Of Course The Iranian People Are Revolting

It’s easy to see how Reagan’s logic could and should apply to the Iranian case today. Just as the Obama administration did, many on the Left are inclined to ignore the facts of history and label Iran and the West as equally at fault for the sorry state of the Middle East. Obama and Rhodes were so eager to do so that they pushed through the nuclear deal and allowed Tehran access to more than $100 billion in funds that had been frozen by United Nations sanctions. Those resources have gone to support Iranian military adventures across the region, funding terrorists and militias—and clearly not benefiting the people of Iran.

We should therefore not be surprised that Iranians are once again revolting. Samira Mohyeddin, a freelance Iranian journalist in Toronto, told the Canadian magazine MacLean’s in a recent interview, “It blows my mind that people will sit here and say, ‘Where is this coming from?’ How long do you think people will take this? How long do you expect people to take this kind of repression? It’s going to blow.”
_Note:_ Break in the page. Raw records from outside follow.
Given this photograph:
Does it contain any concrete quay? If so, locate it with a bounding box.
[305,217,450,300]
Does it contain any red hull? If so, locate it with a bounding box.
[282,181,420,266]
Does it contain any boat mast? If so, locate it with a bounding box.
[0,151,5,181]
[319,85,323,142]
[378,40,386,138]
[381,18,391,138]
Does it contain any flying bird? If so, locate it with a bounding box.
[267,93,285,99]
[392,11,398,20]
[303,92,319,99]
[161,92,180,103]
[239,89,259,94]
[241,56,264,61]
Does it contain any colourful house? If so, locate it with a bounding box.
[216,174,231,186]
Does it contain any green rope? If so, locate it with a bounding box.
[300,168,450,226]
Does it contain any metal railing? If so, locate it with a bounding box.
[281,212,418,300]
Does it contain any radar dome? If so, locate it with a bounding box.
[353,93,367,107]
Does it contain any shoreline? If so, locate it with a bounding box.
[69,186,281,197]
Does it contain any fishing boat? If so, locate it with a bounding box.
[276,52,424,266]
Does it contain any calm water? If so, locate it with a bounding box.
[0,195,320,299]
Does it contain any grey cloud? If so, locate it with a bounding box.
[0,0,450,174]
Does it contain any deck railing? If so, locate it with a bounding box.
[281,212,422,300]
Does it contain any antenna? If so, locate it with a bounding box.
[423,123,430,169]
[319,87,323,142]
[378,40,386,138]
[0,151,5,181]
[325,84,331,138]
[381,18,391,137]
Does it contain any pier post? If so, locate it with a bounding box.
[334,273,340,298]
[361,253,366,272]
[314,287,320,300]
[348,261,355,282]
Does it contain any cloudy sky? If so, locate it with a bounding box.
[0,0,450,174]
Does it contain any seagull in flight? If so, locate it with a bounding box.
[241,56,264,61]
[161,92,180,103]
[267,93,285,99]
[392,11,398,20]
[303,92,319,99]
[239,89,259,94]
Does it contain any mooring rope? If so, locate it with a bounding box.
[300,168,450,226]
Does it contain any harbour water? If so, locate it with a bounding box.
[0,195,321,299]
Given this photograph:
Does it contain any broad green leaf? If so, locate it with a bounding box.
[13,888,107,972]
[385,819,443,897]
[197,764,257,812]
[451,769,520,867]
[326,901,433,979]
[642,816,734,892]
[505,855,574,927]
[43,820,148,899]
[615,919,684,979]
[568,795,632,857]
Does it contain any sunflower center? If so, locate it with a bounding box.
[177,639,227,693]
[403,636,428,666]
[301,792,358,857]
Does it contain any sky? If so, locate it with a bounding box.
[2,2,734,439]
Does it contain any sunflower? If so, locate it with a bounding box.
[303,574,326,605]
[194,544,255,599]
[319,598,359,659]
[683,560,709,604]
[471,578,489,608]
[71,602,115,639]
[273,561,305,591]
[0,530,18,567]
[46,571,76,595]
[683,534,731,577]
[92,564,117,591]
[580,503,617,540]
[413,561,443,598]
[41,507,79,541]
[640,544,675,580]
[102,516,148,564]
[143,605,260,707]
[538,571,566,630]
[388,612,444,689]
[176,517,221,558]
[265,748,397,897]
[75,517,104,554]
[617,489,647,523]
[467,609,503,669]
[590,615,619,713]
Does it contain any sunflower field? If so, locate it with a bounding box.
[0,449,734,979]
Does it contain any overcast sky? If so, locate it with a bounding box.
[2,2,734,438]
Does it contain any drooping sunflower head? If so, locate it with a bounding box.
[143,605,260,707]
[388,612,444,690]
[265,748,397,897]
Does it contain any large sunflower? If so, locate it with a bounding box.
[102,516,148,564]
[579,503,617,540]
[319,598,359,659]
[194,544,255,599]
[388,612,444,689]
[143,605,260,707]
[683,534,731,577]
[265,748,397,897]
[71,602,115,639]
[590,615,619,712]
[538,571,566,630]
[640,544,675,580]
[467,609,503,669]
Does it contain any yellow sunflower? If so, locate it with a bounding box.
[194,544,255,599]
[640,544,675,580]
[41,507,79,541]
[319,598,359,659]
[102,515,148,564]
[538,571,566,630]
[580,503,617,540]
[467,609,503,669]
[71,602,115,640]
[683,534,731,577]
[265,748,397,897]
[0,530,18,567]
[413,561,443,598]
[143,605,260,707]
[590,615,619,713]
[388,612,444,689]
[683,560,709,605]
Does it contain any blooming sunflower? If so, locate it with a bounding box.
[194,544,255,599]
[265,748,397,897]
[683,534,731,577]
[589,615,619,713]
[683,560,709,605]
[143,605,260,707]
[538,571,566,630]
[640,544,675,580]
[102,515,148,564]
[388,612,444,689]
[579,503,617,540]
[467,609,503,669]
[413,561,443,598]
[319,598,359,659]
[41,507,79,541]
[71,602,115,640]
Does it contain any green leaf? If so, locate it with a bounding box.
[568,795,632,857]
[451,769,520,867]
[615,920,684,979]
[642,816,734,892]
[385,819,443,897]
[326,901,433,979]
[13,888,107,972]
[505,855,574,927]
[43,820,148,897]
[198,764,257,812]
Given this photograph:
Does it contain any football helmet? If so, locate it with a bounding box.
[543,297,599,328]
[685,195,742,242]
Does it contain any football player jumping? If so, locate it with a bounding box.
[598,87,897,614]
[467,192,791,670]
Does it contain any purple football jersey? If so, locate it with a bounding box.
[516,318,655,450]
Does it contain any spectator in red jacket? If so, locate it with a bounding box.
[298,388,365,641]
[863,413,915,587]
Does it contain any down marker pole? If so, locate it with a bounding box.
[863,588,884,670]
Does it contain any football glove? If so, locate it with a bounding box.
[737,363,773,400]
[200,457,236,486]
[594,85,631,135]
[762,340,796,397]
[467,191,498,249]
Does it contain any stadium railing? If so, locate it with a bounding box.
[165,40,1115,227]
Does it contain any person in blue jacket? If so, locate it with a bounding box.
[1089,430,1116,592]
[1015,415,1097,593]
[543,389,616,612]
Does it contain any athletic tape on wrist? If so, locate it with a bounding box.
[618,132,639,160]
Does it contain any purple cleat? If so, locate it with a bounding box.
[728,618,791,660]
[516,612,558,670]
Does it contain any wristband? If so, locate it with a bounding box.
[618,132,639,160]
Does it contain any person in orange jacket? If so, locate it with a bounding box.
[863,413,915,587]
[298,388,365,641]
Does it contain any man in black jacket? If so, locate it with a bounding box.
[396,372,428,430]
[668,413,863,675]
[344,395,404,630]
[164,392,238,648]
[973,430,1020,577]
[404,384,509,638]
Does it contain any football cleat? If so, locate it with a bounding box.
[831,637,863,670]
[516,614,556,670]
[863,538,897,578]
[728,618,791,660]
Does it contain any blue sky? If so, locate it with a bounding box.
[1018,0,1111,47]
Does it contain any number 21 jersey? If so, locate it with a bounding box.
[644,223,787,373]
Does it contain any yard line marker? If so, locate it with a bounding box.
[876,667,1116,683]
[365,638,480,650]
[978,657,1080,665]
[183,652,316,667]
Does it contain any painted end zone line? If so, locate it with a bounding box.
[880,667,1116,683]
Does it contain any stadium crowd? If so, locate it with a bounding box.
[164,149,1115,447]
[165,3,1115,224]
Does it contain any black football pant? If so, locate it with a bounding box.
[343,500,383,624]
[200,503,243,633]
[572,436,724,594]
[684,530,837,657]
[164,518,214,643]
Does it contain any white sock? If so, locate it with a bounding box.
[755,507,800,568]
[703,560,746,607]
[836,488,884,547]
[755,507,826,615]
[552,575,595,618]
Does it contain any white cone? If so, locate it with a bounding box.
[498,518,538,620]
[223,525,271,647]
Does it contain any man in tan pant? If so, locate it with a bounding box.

The sooner it blows, the better. Most of the instability and violence in the Middle East is, after all, funded and promoted by Iran’s ruling mullahs. The downfall of the Khamenei regime and its replacement by a secular, non-revolutionary regime—even one that’s frail, as Iran’s first-ever democratic government is certain to be—will significantly reduce bloodshed in the region.

It might even herald the beginning of a new era for the oppressed peoples of the Middle East, when they will choose their own leaders and write their own laws. Perhaps, in time, they will even come to know and enjoy what George Washington, quoting the Book of Micah, promised the Hebrew congregation at Newport, Rhode Island: that “every one shall sit in safety under his own vine and fig tree, and there shall be none to make him afraid.”

But that will not happen without a revolution in Iran. Americans, and especially the White House, can hasten that day by speaking about the Iranian regime in clear moral terms.